Final answer:
The statement regarding financial accounting is true, as it provides critical information about a business's performance to external parties for decision-making purposes. Profits, a key factor in financial accounting, are imperative for a firm’s longevity and are calculated by considering both revenues and costs. Additionally, money as a unit of account is essential for measuring values in business transactions.
Step-by-step explanation:
The statement "Financial accounting measures the business activities of a company and communicates those measurements to external parties for decision-making purposes" is true. Financial accounting does indeed focus on recording, summarizing, and reporting financial transactions from a business to outsiders such as investors, creditors, and regulatory agencies. It involves the preparation of financial statements that provide information about a firm's performance to external parties.
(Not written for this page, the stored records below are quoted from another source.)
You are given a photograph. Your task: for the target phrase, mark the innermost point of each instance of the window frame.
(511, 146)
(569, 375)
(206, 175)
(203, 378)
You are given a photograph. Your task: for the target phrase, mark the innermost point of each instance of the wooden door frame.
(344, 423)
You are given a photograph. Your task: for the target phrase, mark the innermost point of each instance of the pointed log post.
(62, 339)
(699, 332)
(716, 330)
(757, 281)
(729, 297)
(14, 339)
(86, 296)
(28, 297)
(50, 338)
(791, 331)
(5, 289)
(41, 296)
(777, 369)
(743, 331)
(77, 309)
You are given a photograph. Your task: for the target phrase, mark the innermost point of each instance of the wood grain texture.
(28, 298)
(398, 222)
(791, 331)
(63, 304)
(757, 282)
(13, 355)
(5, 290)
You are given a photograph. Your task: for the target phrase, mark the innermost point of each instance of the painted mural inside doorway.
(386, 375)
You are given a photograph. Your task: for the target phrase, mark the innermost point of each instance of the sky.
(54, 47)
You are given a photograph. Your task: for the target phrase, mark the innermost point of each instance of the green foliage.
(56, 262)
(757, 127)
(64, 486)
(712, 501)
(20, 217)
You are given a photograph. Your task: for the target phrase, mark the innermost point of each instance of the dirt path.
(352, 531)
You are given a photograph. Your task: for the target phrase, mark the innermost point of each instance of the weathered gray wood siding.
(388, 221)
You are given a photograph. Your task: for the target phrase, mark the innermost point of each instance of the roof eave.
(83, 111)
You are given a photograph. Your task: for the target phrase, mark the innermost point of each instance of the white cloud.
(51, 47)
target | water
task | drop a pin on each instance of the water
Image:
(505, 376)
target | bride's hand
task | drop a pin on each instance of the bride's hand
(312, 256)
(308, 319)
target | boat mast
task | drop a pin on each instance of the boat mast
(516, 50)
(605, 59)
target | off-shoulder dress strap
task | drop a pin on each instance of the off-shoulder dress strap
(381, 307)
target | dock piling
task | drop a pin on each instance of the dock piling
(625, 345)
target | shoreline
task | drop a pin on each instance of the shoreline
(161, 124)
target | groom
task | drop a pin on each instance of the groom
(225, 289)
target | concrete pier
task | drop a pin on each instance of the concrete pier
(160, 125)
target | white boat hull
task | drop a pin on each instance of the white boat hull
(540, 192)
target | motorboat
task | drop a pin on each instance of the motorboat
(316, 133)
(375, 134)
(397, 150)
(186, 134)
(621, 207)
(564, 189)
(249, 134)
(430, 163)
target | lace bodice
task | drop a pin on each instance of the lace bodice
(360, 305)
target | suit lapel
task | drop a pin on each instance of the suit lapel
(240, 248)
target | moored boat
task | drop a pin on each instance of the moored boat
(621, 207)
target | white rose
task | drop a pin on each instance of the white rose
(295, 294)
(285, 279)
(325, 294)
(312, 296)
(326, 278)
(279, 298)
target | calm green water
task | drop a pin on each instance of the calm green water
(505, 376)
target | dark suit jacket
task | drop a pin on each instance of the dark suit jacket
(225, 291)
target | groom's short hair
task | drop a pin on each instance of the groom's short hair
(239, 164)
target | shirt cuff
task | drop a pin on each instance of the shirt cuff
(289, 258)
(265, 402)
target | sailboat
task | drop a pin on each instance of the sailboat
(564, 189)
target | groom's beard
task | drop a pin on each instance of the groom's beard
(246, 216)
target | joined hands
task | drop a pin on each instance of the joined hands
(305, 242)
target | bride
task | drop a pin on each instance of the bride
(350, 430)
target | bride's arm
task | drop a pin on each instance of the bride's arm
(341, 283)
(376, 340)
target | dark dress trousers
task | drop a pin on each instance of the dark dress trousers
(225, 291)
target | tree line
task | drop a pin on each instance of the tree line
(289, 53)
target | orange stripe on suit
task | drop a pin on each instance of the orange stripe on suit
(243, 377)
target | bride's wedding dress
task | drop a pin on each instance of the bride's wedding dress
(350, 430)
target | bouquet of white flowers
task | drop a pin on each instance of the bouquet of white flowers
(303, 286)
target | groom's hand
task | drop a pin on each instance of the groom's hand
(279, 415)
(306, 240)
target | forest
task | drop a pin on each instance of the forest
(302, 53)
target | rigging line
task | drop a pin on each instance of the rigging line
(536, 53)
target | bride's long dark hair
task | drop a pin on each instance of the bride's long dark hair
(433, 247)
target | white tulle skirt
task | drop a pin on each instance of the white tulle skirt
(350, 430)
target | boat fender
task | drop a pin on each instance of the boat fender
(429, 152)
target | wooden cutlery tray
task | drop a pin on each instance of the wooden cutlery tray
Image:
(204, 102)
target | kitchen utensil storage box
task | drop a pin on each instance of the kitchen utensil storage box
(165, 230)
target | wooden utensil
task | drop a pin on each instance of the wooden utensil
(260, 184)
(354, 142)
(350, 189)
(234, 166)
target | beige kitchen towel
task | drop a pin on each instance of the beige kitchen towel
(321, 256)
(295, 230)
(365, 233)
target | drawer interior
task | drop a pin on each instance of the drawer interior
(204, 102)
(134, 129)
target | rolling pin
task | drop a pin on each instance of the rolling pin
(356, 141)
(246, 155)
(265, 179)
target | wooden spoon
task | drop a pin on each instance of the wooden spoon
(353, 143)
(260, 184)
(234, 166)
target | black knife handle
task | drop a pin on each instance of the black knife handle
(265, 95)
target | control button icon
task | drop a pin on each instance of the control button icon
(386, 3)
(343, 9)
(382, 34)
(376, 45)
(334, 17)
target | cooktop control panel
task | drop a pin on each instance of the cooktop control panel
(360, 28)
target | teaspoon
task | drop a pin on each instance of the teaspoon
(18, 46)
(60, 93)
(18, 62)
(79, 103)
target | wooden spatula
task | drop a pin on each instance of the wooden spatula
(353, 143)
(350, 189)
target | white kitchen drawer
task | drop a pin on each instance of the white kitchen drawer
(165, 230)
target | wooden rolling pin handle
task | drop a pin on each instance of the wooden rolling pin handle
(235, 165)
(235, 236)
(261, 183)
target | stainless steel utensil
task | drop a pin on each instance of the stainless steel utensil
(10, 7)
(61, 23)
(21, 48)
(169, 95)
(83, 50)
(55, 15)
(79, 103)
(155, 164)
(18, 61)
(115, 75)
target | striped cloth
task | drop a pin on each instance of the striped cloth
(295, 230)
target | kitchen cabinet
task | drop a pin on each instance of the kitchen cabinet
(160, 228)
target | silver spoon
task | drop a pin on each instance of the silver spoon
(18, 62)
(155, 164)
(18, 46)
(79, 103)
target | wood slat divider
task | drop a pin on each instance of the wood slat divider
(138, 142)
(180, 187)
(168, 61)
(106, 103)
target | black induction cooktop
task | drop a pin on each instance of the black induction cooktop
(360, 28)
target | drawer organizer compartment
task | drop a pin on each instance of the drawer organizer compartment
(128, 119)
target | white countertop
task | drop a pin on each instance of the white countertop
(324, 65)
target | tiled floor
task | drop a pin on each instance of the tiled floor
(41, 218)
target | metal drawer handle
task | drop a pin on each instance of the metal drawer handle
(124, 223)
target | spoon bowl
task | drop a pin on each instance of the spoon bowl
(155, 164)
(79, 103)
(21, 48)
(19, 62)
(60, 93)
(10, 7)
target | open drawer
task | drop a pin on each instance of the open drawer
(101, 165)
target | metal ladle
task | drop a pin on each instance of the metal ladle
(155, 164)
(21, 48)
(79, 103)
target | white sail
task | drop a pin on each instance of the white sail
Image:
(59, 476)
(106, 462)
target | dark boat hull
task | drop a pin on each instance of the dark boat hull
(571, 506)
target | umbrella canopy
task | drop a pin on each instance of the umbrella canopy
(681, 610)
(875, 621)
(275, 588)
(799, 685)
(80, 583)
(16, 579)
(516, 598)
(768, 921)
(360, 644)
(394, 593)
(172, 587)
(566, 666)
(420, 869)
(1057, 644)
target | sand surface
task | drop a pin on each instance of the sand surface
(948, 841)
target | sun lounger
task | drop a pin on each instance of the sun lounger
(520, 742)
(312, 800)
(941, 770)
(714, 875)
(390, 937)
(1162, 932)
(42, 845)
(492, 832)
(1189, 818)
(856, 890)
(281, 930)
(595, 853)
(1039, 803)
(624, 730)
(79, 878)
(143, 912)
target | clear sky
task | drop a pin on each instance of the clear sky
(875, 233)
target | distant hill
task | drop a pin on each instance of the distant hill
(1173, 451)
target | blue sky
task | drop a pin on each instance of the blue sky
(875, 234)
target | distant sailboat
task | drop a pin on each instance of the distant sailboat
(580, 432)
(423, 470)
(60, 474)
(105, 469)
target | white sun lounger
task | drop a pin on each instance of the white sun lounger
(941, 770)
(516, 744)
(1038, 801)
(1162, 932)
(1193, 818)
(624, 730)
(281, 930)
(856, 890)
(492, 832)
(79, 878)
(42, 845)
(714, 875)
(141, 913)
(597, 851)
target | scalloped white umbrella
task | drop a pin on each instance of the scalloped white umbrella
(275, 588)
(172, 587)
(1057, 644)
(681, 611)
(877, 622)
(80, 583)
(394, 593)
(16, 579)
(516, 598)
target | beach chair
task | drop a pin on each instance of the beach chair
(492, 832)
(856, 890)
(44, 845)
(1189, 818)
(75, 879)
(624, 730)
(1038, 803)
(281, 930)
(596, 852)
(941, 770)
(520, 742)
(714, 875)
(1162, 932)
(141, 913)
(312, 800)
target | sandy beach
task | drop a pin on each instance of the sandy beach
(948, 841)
One of financial accounting's primary objectives is to provide necessary information for decision-making purposes.
Privately owned firms are driven by the goal of earning profits, which is the difference between their revenues and costs. Profits are also a critical indicator of the survivability and success of a business. Accounting profit is calculated by subtracting explicit costs from total revenues, while economic profit takes into account both explicit and implicit costs.
Additionally, the concept of money as a unit of account plays a role in measuring and comparing values within financial accounting. It allows for a common denominator which simplifies trade-offs and enables businesses and external parties to make more informed decisions. Furthermore, understanding real GDP is crucial because it encompasses measurements of production, spending, and income in the economy, serving as a general indicator of economic health.